Erstmal muß erklärt werden, was hier unter "extrem" verstanden werden soll. Also auf keinen Fall eine Unternehmung, die sich an den Grenzen der körperlichen Leistungsfähigkeit bewegt. Es soll vielmehr die Rede sein von zwei verschiedenen extremen äußeren Bedingungen, die das Radfahren - um das geht es uns ja immer - zum einen zu einem extrem fragwürdigen, zum anderen zu einem extrem genußvollen Vergnügen machen.

Ein Vertreter des Braunschweig Forum, Abtlg. Fahrrad, (Hans Fechtel) hat mal vor Jahren darüber einen Vortrag gehalten, wie die äußeren positiven oder negativen Einflüsse Auswirkungen auf die Entscheidung für oder wider das Radfahren haben.

Beispiel: Ein Gewohnheitsautofahrer läßt sich vom wunderschönen Wetter am Morgen ausnahmsweise zu einer Fahrradfahrt zur Arbeitsstelle herab und gerät am Abend bei der Rückfahrt in ein Gewitter.
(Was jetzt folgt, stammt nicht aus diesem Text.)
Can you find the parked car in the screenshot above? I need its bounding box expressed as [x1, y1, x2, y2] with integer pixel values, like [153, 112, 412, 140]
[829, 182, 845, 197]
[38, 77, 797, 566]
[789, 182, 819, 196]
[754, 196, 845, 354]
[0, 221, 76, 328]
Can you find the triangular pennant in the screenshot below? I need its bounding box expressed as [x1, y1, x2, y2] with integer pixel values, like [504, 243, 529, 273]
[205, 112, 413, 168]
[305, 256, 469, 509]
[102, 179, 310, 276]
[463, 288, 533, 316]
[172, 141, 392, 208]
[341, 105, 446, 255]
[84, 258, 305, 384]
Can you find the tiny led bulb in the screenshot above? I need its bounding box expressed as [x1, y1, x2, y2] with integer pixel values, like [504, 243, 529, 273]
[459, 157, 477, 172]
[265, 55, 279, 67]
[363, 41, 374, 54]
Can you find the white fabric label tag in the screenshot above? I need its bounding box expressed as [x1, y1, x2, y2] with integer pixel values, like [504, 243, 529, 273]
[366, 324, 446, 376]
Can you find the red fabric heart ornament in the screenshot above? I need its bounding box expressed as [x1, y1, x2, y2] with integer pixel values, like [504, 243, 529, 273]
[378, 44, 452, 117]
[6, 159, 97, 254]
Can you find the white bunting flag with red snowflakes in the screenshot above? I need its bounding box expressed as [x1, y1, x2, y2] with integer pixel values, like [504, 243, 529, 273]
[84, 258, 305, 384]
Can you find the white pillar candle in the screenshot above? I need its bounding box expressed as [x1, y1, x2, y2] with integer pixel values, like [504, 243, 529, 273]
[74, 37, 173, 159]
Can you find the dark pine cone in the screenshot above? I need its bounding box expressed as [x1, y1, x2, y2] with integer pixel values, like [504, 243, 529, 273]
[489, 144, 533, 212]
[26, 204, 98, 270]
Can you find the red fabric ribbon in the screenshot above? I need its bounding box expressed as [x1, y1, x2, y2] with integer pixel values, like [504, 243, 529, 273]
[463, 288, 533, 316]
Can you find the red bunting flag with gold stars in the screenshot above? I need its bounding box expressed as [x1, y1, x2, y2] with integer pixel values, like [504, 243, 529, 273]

Der macht das dann nie wieder.

Oder man macht mit Kindern eine mehrtägige Radtour und der Wind weht immer von vorn, kalt und regnerisch ist es womöglich auch noch und die Etappen sind zu lang. "Einmal und nie wieder" ist dann die verständliche Reaktion.

Der hartgesottene Radfahrer steckt sowas natürlich weg, der hat schon so manche mißliche Situation überstanden. Wichtig aber wird das Abwägen der Lage bei einer Unternehmung zusammen mit anderen, insbesondere mit Kindern, FreundInnen oder gar Ehepartnern.

Mit einem dafür typischen Erlebnis kann ich aufwarten, zudem ist es paradox, daß sich das Ganze in unmittelbarer Nähe des Wohnorts abspielt.

Es beginnt damit, daß Heidi und ich für ein Wochenende unsere Tochter Verena besuchen wollen, die in Hildesheim eine kleine Wohnung hat, wo wir auch übernachten können. Von zu Hause bis Hildesheim sind es mal gerade knappe 40 km, nach ein paar warmen Frühsommertagen freuen wir uns auf die Radfahrt.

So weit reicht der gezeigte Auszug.